Das Projekt wird vom NABU-Landesverband Niedersachsen als Lead-Partner gemeinsam mit der Biosphärenreservatsverwaltung Niedersächsische Elbtalaue und dem Büro Amphi International voran gebracht. Die Koordination und Bearbeitung werden in der Biosphärenreservatsverwaltung durch Roswitha Clemen und Rebecca Heiligtag erfolgen.

„EU-LIFE" ist ein Finanzierungsinstrument der Europäischen Union zur Förderung von Maßnahmen des Natur- und Umweltschutzes. Die EU fördert das Projekt in den kommenden acht Jahren mit mehr als zwei Millionen Euro bei einer Gesamtprojektsumme von über 3,4 Millionen Euro. Neben einer maßgeblichen Kofinanzierung durch das Land Niedersachsen unterstützen auch die Landkreise Lüchow-Dannenberg, Lüneburg, Celle und Uelzen, die Region Hannover, die Städte Braunschweig, Celle und Wolfsburg sowie die Niedersächsische Bingo-Umweltstiftung und das Unternehmen Volkswagen das LIFE-Projekt finanziell.
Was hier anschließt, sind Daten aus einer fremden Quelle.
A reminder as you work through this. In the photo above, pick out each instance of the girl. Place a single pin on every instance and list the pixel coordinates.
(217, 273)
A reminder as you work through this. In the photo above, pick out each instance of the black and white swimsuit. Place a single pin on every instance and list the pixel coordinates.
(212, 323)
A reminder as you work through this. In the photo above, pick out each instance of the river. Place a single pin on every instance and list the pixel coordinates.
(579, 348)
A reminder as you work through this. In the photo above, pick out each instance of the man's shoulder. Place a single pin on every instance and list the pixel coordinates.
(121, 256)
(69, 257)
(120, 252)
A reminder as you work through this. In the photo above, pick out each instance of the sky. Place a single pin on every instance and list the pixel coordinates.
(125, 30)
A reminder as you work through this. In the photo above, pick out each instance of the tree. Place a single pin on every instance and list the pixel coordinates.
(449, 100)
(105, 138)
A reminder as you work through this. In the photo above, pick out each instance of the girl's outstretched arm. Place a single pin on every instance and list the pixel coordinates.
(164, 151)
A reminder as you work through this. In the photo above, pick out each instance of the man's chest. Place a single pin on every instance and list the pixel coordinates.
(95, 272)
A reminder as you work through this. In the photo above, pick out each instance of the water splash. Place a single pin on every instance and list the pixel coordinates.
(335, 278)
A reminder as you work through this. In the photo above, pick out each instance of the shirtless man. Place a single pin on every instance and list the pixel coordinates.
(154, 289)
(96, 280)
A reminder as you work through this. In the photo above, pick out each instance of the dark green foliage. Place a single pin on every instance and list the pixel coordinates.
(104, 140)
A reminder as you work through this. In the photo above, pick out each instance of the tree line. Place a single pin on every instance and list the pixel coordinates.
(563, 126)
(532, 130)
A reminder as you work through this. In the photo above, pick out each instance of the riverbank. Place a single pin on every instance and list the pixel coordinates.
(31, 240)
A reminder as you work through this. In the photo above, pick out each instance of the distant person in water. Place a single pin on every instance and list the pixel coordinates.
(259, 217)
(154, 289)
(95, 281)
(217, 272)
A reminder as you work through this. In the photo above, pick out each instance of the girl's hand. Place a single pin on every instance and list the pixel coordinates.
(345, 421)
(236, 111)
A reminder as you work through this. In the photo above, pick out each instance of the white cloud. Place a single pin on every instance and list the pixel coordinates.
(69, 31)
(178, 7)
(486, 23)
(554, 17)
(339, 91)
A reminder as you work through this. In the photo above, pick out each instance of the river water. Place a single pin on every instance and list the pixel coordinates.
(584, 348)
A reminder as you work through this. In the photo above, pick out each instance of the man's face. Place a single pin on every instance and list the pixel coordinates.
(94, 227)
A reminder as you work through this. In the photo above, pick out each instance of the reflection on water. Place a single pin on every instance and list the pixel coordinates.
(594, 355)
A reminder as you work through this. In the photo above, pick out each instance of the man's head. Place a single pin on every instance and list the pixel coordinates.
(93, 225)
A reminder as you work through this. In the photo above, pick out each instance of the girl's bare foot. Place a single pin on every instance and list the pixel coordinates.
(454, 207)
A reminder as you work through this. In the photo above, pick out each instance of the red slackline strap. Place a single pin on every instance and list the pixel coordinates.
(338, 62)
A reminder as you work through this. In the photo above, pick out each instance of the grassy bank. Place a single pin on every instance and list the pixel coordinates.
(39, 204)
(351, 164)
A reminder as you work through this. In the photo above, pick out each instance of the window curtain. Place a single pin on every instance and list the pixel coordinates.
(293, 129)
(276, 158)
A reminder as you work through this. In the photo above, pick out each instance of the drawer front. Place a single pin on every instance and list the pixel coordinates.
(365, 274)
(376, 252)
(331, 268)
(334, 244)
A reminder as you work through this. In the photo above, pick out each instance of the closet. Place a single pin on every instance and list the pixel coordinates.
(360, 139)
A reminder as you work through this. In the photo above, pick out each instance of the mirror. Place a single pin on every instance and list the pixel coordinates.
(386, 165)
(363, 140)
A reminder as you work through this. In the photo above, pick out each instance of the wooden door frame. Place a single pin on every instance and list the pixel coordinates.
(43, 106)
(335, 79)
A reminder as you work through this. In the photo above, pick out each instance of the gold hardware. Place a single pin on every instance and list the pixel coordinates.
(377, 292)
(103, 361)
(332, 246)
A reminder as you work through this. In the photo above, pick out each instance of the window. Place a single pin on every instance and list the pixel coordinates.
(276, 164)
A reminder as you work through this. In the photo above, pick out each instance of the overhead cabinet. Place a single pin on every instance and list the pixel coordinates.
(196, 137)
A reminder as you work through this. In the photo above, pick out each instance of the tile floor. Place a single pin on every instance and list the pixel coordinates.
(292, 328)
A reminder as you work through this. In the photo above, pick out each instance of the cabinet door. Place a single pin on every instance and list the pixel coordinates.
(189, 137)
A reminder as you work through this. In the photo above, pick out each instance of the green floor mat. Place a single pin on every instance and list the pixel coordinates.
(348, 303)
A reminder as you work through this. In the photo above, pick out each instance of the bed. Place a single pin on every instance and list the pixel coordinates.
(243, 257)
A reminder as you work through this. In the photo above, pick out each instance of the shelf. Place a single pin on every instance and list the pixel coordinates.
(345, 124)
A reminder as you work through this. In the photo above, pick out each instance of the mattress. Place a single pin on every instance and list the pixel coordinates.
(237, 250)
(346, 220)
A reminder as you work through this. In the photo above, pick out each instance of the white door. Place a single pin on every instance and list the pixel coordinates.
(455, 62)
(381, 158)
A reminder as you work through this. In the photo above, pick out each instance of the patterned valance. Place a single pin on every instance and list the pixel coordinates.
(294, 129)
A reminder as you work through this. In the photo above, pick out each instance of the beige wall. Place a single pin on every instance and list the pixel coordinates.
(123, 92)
Das Biosphärenreservat Niedersächsische Elbtalaue ist ein Schwerpunktraum der Maßnahmen. In der Neuhauser, Dannenberger und Gartower Elbmarsch hat die Rotbauchunke aktuell ihr einziges Vorkommen in Niedersachsen. Deshalb liegt hier eine ganz besondere Verantwortung für ihre Erhaltung im Lande.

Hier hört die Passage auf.